One question that has frequently been raised in previous
is: "why don't we create many, if not all, of our IP 
tunables to be per-interface?"

At least most of the tunables listed in 'ndd -get /dev/ip \?'
look like they should really be tuned per-interface, 
but we instead have the global tunable for the entire IP
module".

The ipadm command discussed earlier has the facility to
set/get these tunables per interface, but when we start
thinking bout the issue of ndd compatibility, one issue
that came up in hallway discussion: if we have
a per-interface version of some prop (say ip_icmp_err_interval
or ip_send_redirects), and the value for that prop has
been set to different value for each interface using ipadm,
what should '/sbin/ndd -get ..' print for that prop?

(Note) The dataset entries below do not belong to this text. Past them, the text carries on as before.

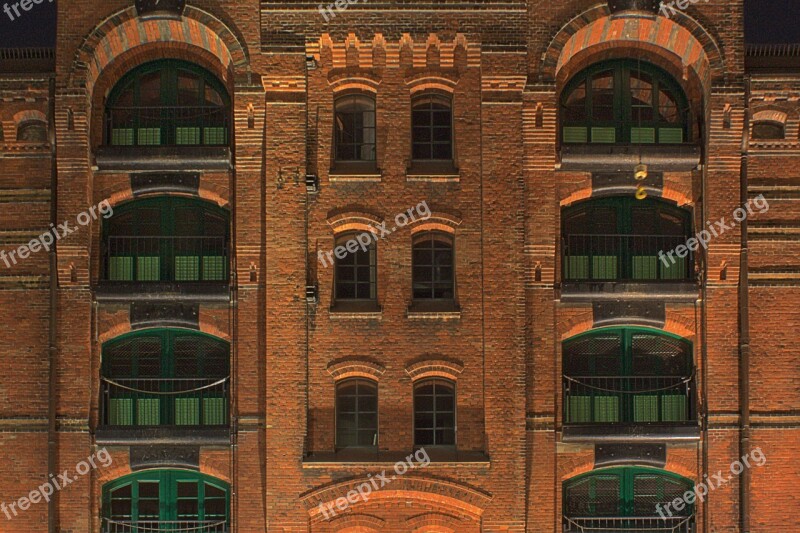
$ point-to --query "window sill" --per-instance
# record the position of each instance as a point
(366, 457)
(354, 171)
(433, 311)
(356, 310)
(121, 158)
(624, 157)
(627, 432)
(433, 171)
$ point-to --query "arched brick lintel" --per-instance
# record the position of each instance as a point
(678, 41)
(450, 497)
(587, 465)
(123, 31)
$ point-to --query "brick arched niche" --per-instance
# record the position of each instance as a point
(124, 40)
(679, 45)
(461, 502)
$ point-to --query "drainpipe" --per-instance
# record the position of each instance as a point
(52, 509)
(744, 327)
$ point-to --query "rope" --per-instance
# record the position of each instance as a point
(165, 393)
(637, 391)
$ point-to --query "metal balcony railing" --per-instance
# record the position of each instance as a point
(165, 526)
(167, 126)
(170, 258)
(623, 257)
(175, 402)
(628, 399)
(639, 524)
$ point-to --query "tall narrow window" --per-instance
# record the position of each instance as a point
(432, 270)
(432, 129)
(355, 128)
(356, 272)
(356, 413)
(435, 413)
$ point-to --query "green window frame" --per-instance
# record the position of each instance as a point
(165, 377)
(624, 492)
(622, 238)
(628, 375)
(164, 496)
(167, 238)
(168, 102)
(624, 102)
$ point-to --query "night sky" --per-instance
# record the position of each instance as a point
(768, 21)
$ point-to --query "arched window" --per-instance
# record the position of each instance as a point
(624, 239)
(356, 413)
(166, 500)
(356, 272)
(627, 499)
(355, 128)
(168, 102)
(165, 377)
(435, 413)
(768, 130)
(628, 375)
(432, 267)
(624, 102)
(33, 131)
(432, 128)
(166, 238)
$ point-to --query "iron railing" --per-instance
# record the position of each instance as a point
(623, 257)
(628, 399)
(165, 526)
(639, 524)
(167, 126)
(176, 402)
(169, 258)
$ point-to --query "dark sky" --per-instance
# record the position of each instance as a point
(767, 21)
(36, 27)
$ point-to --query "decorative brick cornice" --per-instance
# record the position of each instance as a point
(450, 497)
(355, 367)
(407, 52)
(364, 521)
(434, 368)
(354, 221)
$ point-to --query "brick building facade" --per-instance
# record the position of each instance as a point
(513, 323)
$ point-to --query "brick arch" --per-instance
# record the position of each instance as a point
(585, 322)
(125, 31)
(357, 523)
(672, 44)
(434, 523)
(355, 367)
(121, 324)
(429, 368)
(586, 464)
(449, 497)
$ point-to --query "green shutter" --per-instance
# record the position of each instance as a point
(122, 137)
(606, 135)
(643, 135)
(577, 267)
(120, 412)
(120, 268)
(149, 136)
(604, 267)
(148, 268)
(670, 135)
(187, 268)
(148, 412)
(645, 267)
(187, 135)
(575, 134)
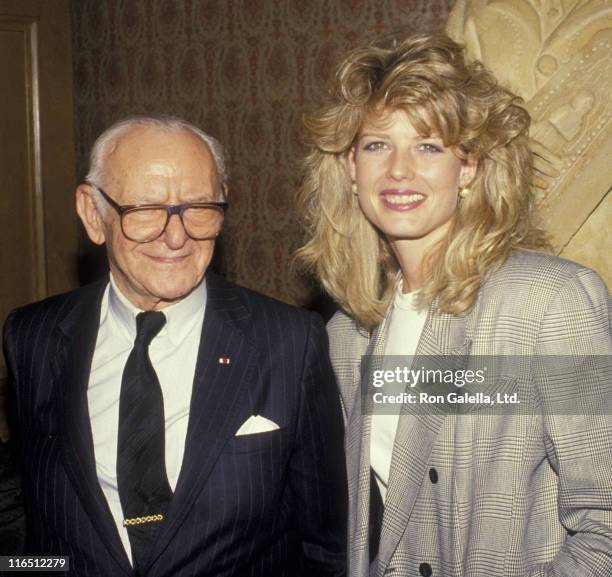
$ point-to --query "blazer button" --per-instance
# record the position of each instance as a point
(433, 475)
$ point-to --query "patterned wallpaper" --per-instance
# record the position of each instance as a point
(243, 70)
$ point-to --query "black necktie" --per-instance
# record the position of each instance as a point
(143, 485)
(377, 509)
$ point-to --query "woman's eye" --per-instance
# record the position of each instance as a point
(374, 146)
(430, 147)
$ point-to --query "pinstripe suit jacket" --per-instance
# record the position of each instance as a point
(257, 505)
(512, 495)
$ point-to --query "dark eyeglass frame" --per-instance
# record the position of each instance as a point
(170, 209)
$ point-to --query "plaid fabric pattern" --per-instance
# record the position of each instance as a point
(484, 495)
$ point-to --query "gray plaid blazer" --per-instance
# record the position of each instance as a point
(526, 494)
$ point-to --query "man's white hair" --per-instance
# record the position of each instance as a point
(104, 144)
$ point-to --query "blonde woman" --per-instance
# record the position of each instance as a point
(422, 227)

some possibilities that came to mind:

1. remove the support from ndd and support it only in ipadm-
   this solution provides no compatibility at all, and would
   totally break any existing script that uses ndd.

2. change the output of 'ndd -get /dev/ip <prop>'- instead 
   of printing a single int, it will have to print something 
   like (<intf>, <value>) pairs. This is also not ideal,
   since the output of ndd is affected, and any script
   that was parsing this prop would now be affected.

3. provide per-interface prop support in ipadm and leave the
   "global" setting alone. In addition to complicating our 
   kernel tremendously, I don't even see how this would work. 
   E.g. if the "prop" is some thing like a rate-limit parameter,
   and the value is different for each interface, then what would 
   the global value be?

4. dont provide per-interface props in ipadm when the prop is
   already there in ndd (not a good solution- this makes ndd
   Stable through some sort of Common Law).

None of these solutions is ideal, but I am thinking that #2 
may be the best-of-the-bad.. thoughts?